# Updating & Upgrading



## geomonroe (Oct 24, 2012)

hello;
I don't want to break my system, and am overwhelmed by update info from handbook.
Any suggestions on updating and upgrading without breaking my system?
george


----------



## SirDice (Oct 24, 2012)

[thread=26140]HOWTO: keeping FreeBSD's base system and packages up-to-date[/thread]


----------



## DutchDaemon (Oct 24, 2012)

Are you talking about the OS/kernel, or about third-party software (ports/packages)?

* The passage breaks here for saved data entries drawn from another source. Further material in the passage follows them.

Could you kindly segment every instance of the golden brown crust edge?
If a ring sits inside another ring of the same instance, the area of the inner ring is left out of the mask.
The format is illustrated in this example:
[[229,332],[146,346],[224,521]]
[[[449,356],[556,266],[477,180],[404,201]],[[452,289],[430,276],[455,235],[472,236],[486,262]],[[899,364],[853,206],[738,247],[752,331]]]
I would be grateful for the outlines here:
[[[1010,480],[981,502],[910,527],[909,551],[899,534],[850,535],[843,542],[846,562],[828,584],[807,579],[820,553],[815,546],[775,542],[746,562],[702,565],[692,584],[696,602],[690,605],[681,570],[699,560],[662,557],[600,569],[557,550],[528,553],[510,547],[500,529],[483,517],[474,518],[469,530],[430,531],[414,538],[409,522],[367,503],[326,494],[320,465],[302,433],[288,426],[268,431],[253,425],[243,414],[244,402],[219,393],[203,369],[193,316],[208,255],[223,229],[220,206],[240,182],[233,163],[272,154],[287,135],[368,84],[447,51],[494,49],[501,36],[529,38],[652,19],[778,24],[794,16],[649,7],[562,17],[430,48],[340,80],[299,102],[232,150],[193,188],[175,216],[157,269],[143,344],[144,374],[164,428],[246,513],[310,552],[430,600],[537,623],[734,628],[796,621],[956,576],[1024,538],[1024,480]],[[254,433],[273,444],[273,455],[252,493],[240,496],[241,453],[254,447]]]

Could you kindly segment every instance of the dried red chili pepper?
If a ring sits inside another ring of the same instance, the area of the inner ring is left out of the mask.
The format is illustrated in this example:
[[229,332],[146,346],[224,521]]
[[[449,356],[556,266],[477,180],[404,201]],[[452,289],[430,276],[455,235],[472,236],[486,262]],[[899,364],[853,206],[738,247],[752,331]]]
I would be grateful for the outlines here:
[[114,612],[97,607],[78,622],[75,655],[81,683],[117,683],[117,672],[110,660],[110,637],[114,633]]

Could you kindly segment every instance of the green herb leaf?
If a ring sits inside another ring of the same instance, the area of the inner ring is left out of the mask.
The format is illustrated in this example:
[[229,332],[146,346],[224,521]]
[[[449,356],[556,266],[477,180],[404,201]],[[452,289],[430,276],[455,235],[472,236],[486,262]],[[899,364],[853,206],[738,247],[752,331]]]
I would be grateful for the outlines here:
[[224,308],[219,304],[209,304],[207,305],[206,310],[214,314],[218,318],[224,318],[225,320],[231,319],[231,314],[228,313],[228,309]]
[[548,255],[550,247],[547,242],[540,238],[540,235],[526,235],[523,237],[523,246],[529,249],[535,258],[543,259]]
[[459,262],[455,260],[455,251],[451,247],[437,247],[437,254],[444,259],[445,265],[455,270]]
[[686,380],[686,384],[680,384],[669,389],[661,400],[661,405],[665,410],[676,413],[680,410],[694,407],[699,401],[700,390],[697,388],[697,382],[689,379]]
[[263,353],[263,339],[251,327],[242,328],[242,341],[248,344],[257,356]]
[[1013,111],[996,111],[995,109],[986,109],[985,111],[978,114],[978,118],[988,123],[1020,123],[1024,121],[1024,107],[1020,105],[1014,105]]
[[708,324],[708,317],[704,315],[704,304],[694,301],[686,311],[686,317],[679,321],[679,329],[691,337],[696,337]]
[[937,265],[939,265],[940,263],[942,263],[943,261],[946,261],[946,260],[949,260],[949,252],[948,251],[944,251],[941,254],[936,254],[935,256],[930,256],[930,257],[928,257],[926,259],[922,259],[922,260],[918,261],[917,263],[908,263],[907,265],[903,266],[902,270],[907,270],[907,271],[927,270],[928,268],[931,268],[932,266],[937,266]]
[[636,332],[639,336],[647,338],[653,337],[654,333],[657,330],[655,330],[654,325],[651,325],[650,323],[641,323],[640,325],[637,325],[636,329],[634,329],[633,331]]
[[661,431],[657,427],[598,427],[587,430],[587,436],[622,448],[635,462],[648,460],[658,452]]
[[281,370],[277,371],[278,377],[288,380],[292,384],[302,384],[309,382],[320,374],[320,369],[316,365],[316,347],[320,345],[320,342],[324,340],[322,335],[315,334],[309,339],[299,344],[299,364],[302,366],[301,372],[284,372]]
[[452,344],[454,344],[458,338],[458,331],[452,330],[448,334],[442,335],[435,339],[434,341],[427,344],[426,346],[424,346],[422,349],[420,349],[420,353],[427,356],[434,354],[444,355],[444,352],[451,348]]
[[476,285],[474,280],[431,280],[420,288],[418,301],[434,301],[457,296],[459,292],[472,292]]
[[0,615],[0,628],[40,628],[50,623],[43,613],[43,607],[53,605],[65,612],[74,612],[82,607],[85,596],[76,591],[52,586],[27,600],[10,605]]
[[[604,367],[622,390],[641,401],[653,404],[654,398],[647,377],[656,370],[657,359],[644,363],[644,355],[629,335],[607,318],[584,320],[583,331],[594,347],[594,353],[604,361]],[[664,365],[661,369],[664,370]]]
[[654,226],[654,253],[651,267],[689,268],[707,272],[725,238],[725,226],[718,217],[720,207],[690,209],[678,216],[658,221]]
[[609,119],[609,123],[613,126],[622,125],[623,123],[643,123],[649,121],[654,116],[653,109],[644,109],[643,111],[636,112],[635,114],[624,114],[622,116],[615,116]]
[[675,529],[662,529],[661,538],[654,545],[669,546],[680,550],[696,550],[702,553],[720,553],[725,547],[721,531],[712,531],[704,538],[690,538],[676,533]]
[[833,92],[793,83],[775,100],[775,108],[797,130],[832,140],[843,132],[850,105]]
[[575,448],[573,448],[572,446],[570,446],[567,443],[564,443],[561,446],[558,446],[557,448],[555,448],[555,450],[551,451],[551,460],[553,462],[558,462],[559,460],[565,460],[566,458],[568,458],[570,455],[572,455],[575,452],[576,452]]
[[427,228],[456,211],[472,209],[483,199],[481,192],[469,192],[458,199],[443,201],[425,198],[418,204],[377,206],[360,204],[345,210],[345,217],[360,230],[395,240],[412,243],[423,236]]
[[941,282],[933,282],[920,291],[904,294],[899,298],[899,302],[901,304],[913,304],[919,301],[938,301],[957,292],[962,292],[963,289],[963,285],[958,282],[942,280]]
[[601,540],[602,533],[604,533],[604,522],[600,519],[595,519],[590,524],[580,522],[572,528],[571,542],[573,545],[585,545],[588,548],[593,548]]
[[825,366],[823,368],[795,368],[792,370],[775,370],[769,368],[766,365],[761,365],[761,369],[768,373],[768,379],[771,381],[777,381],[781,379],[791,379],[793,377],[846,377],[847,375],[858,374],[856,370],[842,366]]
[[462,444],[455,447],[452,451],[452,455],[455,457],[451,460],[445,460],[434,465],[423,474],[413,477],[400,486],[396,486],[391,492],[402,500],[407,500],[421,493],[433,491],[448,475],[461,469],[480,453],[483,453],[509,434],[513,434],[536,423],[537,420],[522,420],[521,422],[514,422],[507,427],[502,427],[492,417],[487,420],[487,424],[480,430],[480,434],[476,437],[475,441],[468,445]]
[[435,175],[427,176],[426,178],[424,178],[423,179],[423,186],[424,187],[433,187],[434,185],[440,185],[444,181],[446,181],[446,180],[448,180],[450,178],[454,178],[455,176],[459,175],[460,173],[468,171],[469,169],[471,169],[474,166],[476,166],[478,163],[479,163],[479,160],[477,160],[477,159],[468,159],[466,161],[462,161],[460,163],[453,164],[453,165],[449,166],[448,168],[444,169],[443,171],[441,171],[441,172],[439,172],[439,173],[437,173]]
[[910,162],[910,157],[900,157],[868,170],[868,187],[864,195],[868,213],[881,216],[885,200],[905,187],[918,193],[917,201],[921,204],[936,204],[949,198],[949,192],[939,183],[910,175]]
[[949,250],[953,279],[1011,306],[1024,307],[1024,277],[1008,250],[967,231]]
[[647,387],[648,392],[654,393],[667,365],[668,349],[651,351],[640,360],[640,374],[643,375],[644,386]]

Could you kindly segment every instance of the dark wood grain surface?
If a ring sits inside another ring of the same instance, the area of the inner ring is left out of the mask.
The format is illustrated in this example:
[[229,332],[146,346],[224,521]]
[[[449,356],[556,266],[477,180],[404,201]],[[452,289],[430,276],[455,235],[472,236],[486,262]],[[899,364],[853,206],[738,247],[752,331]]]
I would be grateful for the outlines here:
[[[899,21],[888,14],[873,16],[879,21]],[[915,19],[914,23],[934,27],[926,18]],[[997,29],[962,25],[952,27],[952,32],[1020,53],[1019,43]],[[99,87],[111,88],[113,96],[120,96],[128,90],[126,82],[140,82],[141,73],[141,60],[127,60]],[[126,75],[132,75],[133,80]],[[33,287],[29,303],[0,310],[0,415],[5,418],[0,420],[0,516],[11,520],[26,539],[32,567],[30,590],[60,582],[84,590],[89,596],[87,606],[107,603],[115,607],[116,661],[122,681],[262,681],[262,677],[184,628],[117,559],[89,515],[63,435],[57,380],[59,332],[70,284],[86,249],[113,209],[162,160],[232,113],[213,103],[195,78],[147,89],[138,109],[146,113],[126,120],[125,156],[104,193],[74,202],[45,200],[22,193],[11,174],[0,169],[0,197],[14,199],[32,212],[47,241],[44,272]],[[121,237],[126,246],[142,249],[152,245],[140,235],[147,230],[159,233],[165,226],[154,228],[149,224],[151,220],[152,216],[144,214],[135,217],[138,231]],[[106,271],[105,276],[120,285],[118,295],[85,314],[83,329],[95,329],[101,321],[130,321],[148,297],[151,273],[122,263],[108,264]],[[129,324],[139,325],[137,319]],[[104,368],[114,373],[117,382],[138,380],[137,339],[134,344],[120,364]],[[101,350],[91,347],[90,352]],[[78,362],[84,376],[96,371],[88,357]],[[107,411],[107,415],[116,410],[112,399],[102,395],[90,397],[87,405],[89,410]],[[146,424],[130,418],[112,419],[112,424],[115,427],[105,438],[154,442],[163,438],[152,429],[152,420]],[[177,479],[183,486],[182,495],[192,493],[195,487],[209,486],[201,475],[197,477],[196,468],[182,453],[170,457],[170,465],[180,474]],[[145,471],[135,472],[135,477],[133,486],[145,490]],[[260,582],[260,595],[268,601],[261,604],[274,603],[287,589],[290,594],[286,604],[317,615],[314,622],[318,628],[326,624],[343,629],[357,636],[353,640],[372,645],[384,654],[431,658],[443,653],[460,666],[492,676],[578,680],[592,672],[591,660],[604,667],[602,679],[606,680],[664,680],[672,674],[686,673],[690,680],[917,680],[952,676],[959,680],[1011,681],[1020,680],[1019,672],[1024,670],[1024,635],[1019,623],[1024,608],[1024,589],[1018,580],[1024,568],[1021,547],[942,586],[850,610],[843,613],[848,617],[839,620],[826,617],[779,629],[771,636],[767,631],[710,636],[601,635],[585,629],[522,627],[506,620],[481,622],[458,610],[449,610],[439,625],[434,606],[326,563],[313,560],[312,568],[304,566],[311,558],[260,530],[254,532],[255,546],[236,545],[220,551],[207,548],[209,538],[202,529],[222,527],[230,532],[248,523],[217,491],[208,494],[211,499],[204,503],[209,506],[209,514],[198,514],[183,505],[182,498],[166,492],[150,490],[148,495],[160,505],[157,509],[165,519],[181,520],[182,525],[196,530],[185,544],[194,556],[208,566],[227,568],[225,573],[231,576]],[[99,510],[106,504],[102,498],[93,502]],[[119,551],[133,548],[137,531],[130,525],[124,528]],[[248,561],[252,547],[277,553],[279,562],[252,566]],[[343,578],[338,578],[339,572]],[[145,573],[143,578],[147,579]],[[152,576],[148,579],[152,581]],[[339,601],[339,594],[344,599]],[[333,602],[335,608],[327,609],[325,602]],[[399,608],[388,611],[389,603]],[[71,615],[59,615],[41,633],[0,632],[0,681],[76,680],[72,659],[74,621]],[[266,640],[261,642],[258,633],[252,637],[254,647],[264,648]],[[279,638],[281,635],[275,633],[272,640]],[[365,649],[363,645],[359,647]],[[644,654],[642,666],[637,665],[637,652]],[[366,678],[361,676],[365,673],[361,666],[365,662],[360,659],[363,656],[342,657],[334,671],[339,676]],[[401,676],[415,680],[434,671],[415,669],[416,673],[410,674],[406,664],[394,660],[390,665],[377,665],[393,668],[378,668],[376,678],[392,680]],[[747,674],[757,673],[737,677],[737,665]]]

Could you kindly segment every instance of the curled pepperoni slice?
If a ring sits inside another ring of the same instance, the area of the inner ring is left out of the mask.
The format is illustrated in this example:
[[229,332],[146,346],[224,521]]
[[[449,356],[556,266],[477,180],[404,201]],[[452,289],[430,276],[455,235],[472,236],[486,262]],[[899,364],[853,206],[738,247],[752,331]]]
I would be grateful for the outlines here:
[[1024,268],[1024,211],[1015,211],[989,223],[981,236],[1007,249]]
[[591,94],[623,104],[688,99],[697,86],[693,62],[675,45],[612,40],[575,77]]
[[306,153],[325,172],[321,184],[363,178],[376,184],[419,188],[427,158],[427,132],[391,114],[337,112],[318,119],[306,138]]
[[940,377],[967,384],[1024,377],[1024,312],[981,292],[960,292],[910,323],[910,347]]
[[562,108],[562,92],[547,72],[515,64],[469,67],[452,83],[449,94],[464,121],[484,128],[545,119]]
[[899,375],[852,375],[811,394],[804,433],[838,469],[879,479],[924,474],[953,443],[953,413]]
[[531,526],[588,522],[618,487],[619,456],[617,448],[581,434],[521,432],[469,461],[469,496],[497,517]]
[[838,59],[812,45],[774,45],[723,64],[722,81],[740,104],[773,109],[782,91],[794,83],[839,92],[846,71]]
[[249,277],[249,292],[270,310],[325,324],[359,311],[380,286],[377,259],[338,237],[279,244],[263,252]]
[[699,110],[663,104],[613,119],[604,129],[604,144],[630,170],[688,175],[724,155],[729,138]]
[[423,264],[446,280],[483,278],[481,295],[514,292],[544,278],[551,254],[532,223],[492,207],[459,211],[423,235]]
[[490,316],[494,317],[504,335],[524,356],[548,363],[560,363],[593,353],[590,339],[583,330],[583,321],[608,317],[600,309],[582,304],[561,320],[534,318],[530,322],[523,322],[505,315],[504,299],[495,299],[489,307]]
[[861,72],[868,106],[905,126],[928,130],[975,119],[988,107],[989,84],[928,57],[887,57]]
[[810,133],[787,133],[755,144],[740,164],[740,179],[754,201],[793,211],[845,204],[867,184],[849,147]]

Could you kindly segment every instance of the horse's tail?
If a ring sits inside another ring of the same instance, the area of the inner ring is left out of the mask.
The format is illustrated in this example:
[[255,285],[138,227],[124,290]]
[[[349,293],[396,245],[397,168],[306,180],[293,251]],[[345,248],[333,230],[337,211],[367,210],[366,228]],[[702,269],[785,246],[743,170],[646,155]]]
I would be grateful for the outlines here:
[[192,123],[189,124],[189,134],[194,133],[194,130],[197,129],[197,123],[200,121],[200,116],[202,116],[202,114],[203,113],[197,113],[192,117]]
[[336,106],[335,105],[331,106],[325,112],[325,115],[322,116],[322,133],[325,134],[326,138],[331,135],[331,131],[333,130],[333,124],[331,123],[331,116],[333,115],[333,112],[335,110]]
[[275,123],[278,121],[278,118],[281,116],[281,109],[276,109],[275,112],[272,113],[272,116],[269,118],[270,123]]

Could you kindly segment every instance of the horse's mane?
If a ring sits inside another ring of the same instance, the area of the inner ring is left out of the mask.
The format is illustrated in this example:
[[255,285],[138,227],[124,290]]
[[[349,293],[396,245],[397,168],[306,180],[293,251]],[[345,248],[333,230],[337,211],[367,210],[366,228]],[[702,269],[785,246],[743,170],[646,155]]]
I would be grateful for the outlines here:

Make sure you understand the difference, it'll be half the battle.


----------



## wblock@ (Oct 24, 2012)

geomonroe said:
			
		

> hello;
> I don't want to break my system, and am overwhelmed by update info from handbook.
> Any suggestions on updating and upgrading without breaking my system?
> george



It's easy: *make a full backup*.  With a full backup, you can safely try anything on the original system.


----------



## geomonroe (Oct 24, 2012)

*T*hanks for the reply, the update section of the manual is what got me scared*.* *A*nd *I* broke my system once when *I* installed KDE. *A*s far as kernel or third party, *I* guess what *I* did with third party broke my X system. Full Backup sounds like my ace in the hole, sometimes *I* forget the basics. As *I* have been a windows and linux user for a while *I* am ready to keep and learn a good system and from what *I* have found this is the one!


----------